Anyone may participate in peer review which is expressed by comments in the pull
request. Typically reviewers will review the code for obvious errors, as well as
test out the patch set and opine on the technical merits of the patch. Project
maintainers take into account the peer review when determining if there is
consensus to merge a pull request (remember that discussions may have been
spread out over GitHub, mailing list and IRC discussions). The following
language is used within pull-request comments:

  - ACK means "I have tested the code and I agree it should be merged";
  - NACK means "I disagree this should be merged", and must be accompanied by
    sound technical justification (or in certain cases of copyright/patent/licensing
    issues, legal justification). NACKs without accompanying reasoning may be
    disregarded;
  - utACK means "I have not tested the code, but I have reviewed it and it looks
    OK, I agree it can be merged";
  - Concept ACK means "I agree in the general principle of this pull request";
  - Nit refers to trivial, often non-blocking issues.

Reviewers should include the commit hash which they reviewed in their comments.

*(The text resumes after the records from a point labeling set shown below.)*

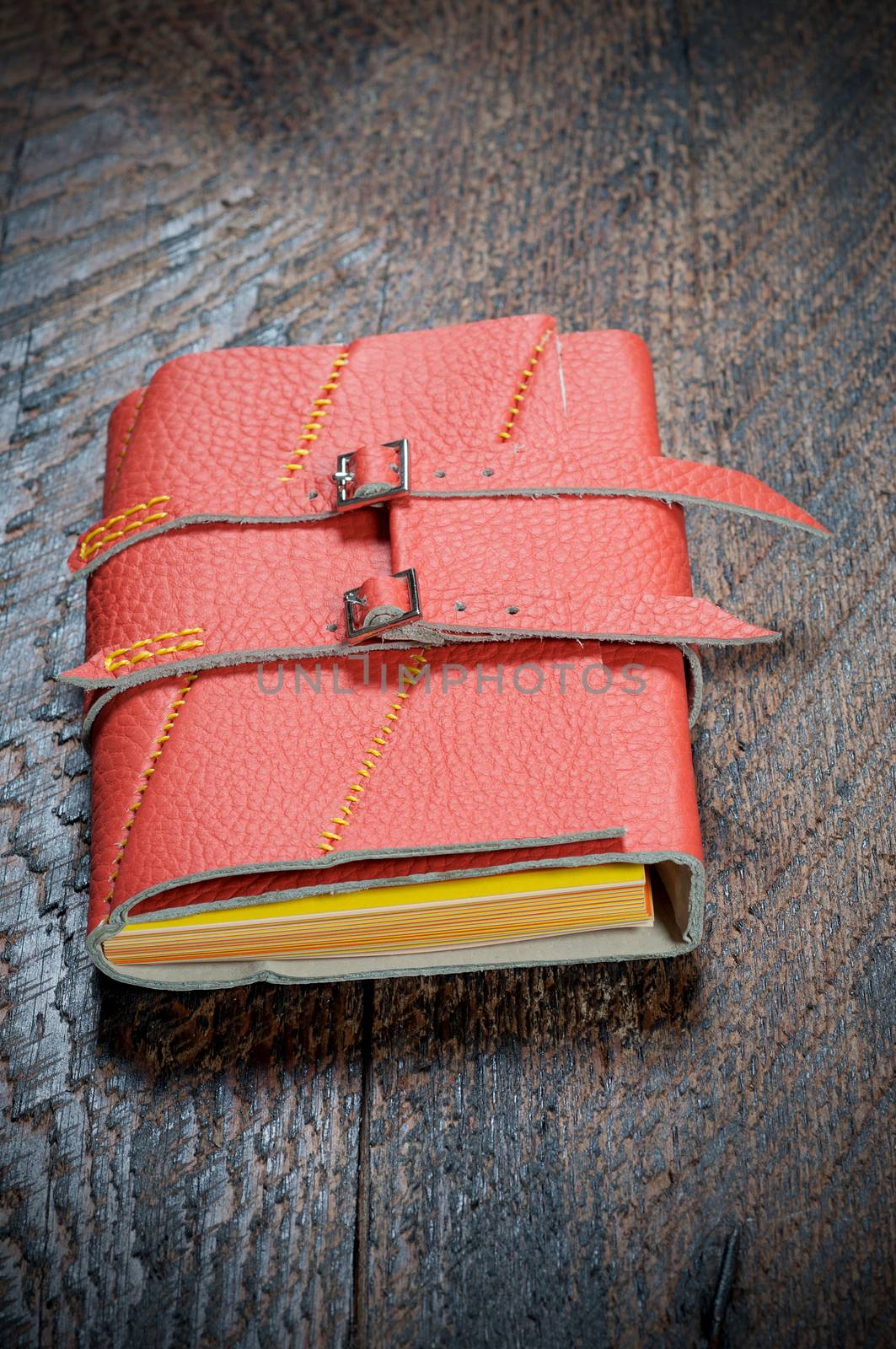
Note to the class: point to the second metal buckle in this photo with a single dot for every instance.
(378, 625)
(350, 496)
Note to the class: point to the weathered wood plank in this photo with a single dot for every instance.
(550, 1157)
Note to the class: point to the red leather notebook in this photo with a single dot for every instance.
(406, 609)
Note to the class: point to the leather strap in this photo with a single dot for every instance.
(486, 411)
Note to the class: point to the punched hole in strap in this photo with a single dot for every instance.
(381, 604)
(370, 476)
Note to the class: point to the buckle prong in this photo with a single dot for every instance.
(361, 496)
(374, 626)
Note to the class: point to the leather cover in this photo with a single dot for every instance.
(534, 707)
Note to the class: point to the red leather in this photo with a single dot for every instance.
(545, 532)
(213, 435)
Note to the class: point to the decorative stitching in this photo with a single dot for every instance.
(368, 766)
(146, 775)
(321, 406)
(127, 440)
(523, 386)
(114, 663)
(88, 548)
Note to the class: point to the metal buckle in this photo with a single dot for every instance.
(345, 478)
(379, 625)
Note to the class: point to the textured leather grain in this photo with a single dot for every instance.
(534, 712)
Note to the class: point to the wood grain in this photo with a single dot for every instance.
(544, 1158)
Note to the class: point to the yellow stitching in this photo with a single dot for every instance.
(320, 408)
(523, 386)
(127, 440)
(112, 663)
(108, 535)
(142, 786)
(368, 766)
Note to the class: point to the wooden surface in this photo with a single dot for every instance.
(548, 1158)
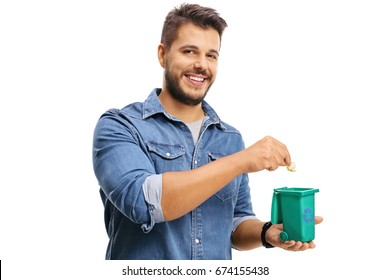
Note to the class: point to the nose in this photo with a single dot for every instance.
(201, 63)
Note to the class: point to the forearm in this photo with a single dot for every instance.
(184, 191)
(247, 235)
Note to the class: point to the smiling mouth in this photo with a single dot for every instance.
(196, 79)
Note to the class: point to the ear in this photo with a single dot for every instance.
(161, 55)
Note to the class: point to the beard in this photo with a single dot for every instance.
(178, 93)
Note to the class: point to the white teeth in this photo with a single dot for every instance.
(198, 79)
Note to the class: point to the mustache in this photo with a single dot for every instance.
(201, 72)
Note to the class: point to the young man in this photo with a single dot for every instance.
(173, 176)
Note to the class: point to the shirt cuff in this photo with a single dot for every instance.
(152, 189)
(237, 221)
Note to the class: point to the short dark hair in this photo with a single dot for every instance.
(203, 17)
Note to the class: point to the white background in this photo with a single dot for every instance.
(314, 74)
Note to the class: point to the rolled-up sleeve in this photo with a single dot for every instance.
(152, 189)
(122, 166)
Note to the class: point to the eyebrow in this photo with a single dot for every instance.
(196, 48)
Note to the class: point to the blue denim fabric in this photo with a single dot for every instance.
(142, 140)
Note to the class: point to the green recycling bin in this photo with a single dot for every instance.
(294, 207)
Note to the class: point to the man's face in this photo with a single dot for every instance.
(191, 64)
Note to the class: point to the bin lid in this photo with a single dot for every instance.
(276, 213)
(296, 191)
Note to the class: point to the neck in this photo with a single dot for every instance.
(184, 112)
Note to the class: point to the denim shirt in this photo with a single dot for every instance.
(142, 141)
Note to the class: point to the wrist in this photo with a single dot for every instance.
(264, 230)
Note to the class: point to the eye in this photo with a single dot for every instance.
(212, 56)
(189, 51)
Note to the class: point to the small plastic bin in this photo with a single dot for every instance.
(294, 207)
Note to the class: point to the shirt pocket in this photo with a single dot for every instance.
(166, 157)
(230, 190)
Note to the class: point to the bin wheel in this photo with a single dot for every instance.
(283, 236)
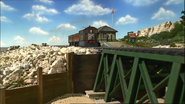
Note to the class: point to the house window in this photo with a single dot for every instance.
(104, 35)
(96, 31)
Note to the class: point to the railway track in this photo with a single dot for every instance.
(161, 51)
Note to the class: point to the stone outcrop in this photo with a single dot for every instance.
(18, 65)
(166, 26)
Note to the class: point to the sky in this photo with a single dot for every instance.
(26, 22)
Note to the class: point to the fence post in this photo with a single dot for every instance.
(2, 95)
(70, 67)
(40, 85)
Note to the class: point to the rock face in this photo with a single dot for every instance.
(18, 66)
(166, 26)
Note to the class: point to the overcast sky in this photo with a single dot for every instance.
(52, 21)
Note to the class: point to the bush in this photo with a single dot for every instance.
(34, 44)
(172, 45)
(13, 47)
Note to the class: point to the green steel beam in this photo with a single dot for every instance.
(115, 89)
(127, 76)
(99, 73)
(111, 81)
(168, 58)
(172, 84)
(138, 87)
(106, 69)
(134, 79)
(147, 82)
(107, 72)
(121, 77)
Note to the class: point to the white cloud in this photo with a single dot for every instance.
(87, 7)
(29, 16)
(38, 31)
(66, 26)
(141, 2)
(43, 10)
(54, 39)
(46, 1)
(20, 40)
(36, 17)
(173, 2)
(4, 19)
(2, 44)
(6, 7)
(37, 11)
(163, 14)
(126, 20)
(99, 24)
(41, 19)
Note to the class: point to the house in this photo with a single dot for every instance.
(106, 33)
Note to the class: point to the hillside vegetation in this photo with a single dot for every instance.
(175, 36)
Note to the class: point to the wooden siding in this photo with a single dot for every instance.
(85, 69)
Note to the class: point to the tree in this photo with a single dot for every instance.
(183, 18)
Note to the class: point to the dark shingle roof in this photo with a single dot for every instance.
(106, 28)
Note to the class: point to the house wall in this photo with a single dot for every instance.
(102, 38)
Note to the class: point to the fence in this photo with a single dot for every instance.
(80, 76)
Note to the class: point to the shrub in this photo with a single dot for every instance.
(34, 44)
(172, 45)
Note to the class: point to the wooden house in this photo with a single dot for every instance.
(106, 33)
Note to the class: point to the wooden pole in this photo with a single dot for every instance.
(2, 95)
(40, 85)
(70, 71)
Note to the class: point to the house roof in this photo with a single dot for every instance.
(106, 28)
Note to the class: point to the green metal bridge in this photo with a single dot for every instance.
(149, 69)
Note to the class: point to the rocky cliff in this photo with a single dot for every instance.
(19, 67)
(166, 26)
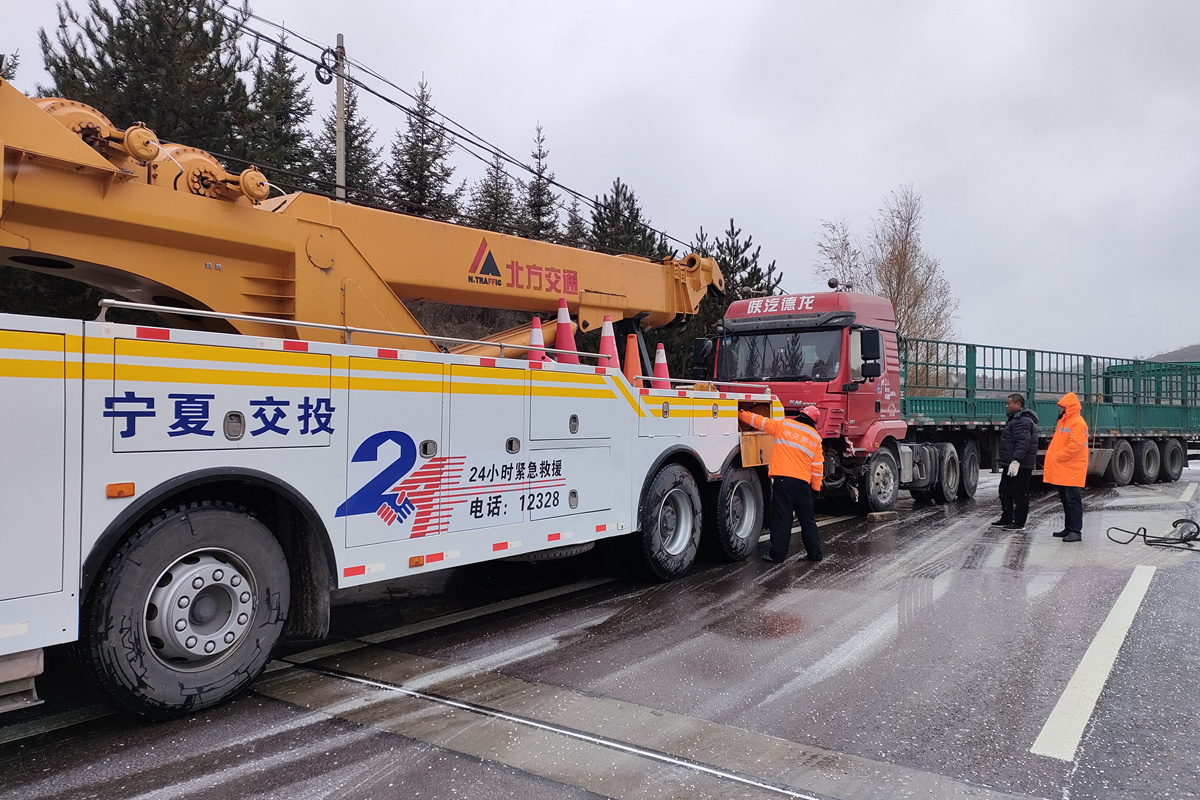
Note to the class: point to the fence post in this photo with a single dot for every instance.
(1089, 400)
(1031, 377)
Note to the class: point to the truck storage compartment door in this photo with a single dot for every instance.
(569, 405)
(487, 440)
(173, 396)
(33, 428)
(574, 480)
(399, 465)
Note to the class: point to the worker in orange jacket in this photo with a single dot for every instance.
(797, 464)
(1066, 465)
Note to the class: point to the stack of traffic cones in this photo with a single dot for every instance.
(537, 343)
(633, 360)
(609, 344)
(660, 370)
(564, 335)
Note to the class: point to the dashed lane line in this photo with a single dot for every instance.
(1063, 731)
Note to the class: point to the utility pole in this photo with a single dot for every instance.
(341, 119)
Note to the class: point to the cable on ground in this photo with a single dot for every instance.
(1185, 533)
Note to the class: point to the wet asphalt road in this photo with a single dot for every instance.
(922, 659)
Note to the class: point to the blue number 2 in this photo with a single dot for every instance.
(375, 493)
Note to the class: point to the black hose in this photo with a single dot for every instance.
(1183, 534)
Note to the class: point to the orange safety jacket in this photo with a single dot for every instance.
(1066, 462)
(797, 450)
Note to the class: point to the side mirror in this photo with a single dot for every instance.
(873, 346)
(701, 352)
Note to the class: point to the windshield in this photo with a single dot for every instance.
(802, 355)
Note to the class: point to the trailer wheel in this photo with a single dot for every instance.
(969, 468)
(947, 487)
(186, 613)
(880, 483)
(1120, 469)
(733, 516)
(1146, 461)
(670, 521)
(1174, 459)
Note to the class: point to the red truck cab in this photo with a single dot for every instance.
(837, 350)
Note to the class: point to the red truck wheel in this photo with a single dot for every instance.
(880, 482)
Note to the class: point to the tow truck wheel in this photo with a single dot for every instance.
(670, 521)
(947, 488)
(1174, 459)
(1146, 461)
(733, 516)
(880, 483)
(186, 612)
(969, 468)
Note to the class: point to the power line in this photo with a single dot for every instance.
(463, 138)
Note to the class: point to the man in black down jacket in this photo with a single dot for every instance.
(1018, 457)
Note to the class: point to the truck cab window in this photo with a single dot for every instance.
(802, 355)
(856, 355)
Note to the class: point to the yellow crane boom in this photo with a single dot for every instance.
(165, 223)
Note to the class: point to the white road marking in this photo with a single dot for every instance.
(1062, 732)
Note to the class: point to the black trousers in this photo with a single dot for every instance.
(792, 495)
(1073, 506)
(1014, 495)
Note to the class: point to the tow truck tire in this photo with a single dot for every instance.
(1146, 461)
(969, 468)
(670, 522)
(1174, 459)
(881, 482)
(733, 516)
(1120, 469)
(187, 611)
(947, 488)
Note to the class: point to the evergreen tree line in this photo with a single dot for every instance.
(195, 74)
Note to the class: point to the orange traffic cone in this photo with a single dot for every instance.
(564, 335)
(537, 343)
(660, 368)
(609, 344)
(633, 360)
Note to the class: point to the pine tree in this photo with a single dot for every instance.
(281, 112)
(493, 204)
(576, 233)
(175, 65)
(364, 169)
(420, 174)
(9, 64)
(539, 200)
(618, 226)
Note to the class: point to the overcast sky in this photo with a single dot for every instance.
(1056, 145)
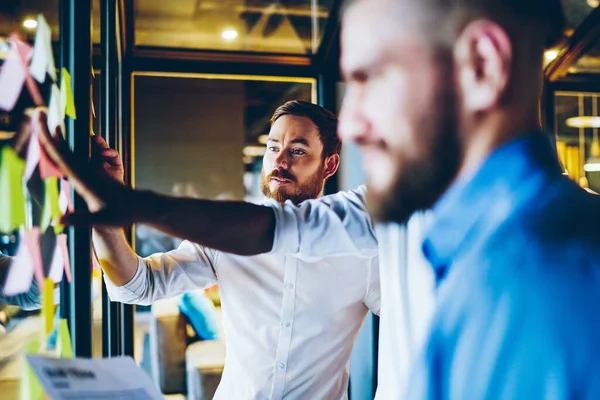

Project maintainers reserve the right to weigh the opinions of peer reviewers
using common sense judgement and also may weight based on meritocracy: Those
that have demonstrated a deeper commitment and understanding towards the project
(over time) or have clear domain expertise may naturally have more weight, as
one would expect in all walks of life.

Where a patch set affects consensus critical code, the bar will be set much
higher in terms of discussion and peer review requirements, keeping in mind that
mistakes could be very costly to the wider community. This includes refactoring
of consensus critical code.

Where a patch set proposes to change the Bitcoin consensus, it must have been
discussed extensively on the mailing list and IRC, be accompanied by a widely
discussed BIP and have a generally widely perceived technical consensus of being
a worthwhile change based on the judgement of the maintainers.


Release Policy
--------------

The project leader is the release manager for each Bitcoin Core release.

Copyright
---------

By contributing to this repository, you agree to license your work under the 
MIT license unless specified otherwise in `contrib/debian/copyright` or at 
the top of the file itself. Any work contributed where you are not the original 
author must contain its license header with the original author(s) and source.